CATCHING FIRE debuted on around 10,000 screens.
Obviously screens vary wildly in terms of numbers of seats, ticket price, and so forth, but it still looks like the ceiling on an opening weekend for a wide release would still be north of a billion dollars.
Kind of puts it all in perspective doesn’t it?

mattmovies
Guest

tederick coreypierceart The Master did that without around the clock screenings, and it’s long. That said I am guessing it played larger rooms, so it might be a wash.

Mike_Rot
Guest

mattmovies tederick Did you guys ever get around to seeing The Master? I remember awhile back on the show it was mentioned that neither of you had seen it.  I remember both of you were gaga for There Will Be Blood.

mattmovies
Guest

Mike_Rot mattmovies tederick I saw it, albeit at home.
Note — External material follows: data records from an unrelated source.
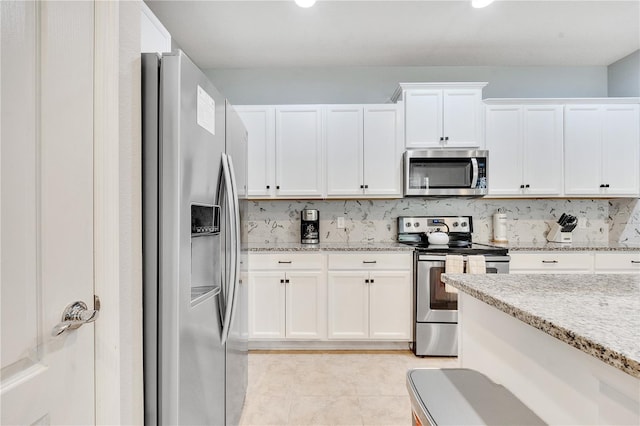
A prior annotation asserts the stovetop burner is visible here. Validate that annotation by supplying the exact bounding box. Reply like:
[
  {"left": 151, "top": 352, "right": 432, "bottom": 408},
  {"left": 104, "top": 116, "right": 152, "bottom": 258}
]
[
  {"left": 398, "top": 216, "right": 508, "bottom": 256},
  {"left": 401, "top": 242, "right": 509, "bottom": 256}
]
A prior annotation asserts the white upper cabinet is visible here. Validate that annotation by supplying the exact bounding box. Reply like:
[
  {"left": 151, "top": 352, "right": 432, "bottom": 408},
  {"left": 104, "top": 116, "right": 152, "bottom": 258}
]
[
  {"left": 275, "top": 105, "right": 324, "bottom": 198},
  {"left": 325, "top": 105, "right": 364, "bottom": 197},
  {"left": 393, "top": 83, "right": 486, "bottom": 148},
  {"left": 486, "top": 104, "right": 563, "bottom": 197},
  {"left": 564, "top": 103, "right": 640, "bottom": 197},
  {"left": 325, "top": 104, "right": 402, "bottom": 197},
  {"left": 363, "top": 104, "right": 404, "bottom": 197},
  {"left": 235, "top": 106, "right": 276, "bottom": 198}
]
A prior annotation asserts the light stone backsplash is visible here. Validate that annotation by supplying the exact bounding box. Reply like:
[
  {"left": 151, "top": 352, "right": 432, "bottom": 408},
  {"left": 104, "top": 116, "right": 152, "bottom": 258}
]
[
  {"left": 248, "top": 198, "right": 640, "bottom": 243},
  {"left": 609, "top": 198, "right": 640, "bottom": 244}
]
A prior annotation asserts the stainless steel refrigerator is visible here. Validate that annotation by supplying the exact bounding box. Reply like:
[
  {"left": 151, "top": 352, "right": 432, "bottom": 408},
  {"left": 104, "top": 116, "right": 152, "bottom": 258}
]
[{"left": 142, "top": 50, "right": 248, "bottom": 425}]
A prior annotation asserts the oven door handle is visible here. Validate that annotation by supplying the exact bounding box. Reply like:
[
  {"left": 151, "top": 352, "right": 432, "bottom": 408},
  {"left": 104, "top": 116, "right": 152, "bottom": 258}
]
[{"left": 471, "top": 157, "right": 479, "bottom": 189}]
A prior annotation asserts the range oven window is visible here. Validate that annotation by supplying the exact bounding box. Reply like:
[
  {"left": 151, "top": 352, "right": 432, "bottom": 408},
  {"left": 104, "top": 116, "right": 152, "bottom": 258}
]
[
  {"left": 429, "top": 262, "right": 498, "bottom": 311},
  {"left": 409, "top": 158, "right": 473, "bottom": 189}
]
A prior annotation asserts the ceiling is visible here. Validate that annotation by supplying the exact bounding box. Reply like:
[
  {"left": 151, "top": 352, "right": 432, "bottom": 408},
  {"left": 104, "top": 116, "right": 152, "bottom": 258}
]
[{"left": 145, "top": 0, "right": 640, "bottom": 68}]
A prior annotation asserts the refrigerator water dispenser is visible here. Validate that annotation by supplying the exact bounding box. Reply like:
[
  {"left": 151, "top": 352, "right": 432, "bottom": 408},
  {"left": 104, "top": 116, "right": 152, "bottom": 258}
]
[{"left": 191, "top": 204, "right": 222, "bottom": 303}]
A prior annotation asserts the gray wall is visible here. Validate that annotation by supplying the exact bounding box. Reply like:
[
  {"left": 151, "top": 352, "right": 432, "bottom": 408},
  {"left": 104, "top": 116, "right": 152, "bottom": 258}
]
[
  {"left": 205, "top": 66, "right": 607, "bottom": 105},
  {"left": 607, "top": 50, "right": 640, "bottom": 97}
]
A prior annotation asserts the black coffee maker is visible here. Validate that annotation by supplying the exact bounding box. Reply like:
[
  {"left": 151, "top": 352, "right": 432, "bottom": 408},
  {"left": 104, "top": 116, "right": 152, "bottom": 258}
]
[{"left": 300, "top": 209, "right": 320, "bottom": 244}]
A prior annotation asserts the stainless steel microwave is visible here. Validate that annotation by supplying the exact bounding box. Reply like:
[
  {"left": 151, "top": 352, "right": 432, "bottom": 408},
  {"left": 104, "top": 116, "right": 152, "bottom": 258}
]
[{"left": 404, "top": 149, "right": 489, "bottom": 197}]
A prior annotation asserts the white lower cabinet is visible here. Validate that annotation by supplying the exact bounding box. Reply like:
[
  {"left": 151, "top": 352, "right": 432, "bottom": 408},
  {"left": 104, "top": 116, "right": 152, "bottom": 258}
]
[
  {"left": 249, "top": 254, "right": 327, "bottom": 340},
  {"left": 327, "top": 253, "right": 412, "bottom": 341},
  {"left": 509, "top": 251, "right": 640, "bottom": 274},
  {"left": 595, "top": 252, "right": 640, "bottom": 274},
  {"left": 248, "top": 252, "right": 413, "bottom": 342}
]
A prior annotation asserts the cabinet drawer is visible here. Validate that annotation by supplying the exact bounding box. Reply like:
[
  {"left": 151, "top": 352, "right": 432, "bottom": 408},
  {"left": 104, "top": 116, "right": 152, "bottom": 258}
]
[
  {"left": 509, "top": 252, "right": 593, "bottom": 273},
  {"left": 329, "top": 252, "right": 412, "bottom": 270},
  {"left": 596, "top": 253, "right": 640, "bottom": 272},
  {"left": 249, "top": 252, "right": 324, "bottom": 270}
]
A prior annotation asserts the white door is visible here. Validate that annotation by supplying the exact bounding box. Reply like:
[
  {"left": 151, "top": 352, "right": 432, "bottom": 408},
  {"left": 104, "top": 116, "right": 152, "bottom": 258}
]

In that setting (although I minimized distractions and treated it as much like a movie theatre as possible) I liked it, but did not find it transcendent in any way.

Mike_Rot
Guest

While I agree the apocalyptic trend is about imposing comprehension on an otherwise absurd and frightening reality, let’s not make the same mistake and suppose that’s all it is about, a theory neatly wrapped into its own story.  Fact is, this fragile system we got is built to fail, it is the history of every civilization, it would be hubris to think otherwise.  Not all stories are fiction you can close and put back on the shelf to get on with your life; we are all players on this stage.  

*thunderclap*

 Part of why we are drawn to apocalyptic fantasies is because death is a guarantee, one way or the other the world is going to end.

Matthew Fabb
Guest

It’s a while until the Hobbit comes out, but looking at the advanced tickets, I am surprised to find so few theatres with screens of High Frame Rate versions. Perhaps more will be included when it’s in theatres, but it seems to be quite the flip of what things were like last year.

tederick
Guest

Matthew Fabb Can you blame them?

Sean Kelly
Guest

Matthew Fabb Unless I see two more films between now and The Hobbit’s release (to reach 1000 Scene points), I might skip IMAX/3D/HFR on this one.

tederick
Guest

Sean Kelly Matthew Fabb Keep us posted.

Matthew Fabb
Guest

I was expecting the theatres playing HFR versions to increase. The fact that it might be going the opposite way, says that it might become more niche.
Anyways, I missed out on seeing the An Unexpected Journey in HFR, so hope to finally catch the format this time around with The Desolation of Smaug.

ThomasWishloff
Guest

Matthew Fabb Trust Me When I say that you didn’t miss anything the first time around. It looked like a weird stage play with CGI props.

Matt Gamble
Guest

Except that it didn’t.

Matthew Fabb
Guest

Well, apparently the number of threatres playing 48 frames per second is increasing:
http://www.washingtonpost.com/entertainment/theater_dance/peter-jackson-stands-by-48-frames-per-second/2013/12/10/426c38d0-61e3-11e3-a7b4-4a75ebc432ab_story.html
From the above link:
“Warner Bros. is increasing the number of theaters showing the film in 48 fps: 750 theaters, up from 450 on the first “Hobbit” movie. Internationally, it will play in 2,500 theaters, an increase of more than 800 screens.”
However, from what I can see in the GTA, it seems that the number is decreasing. Unless my fuzzy memory of looking for threatres playing HFR is off.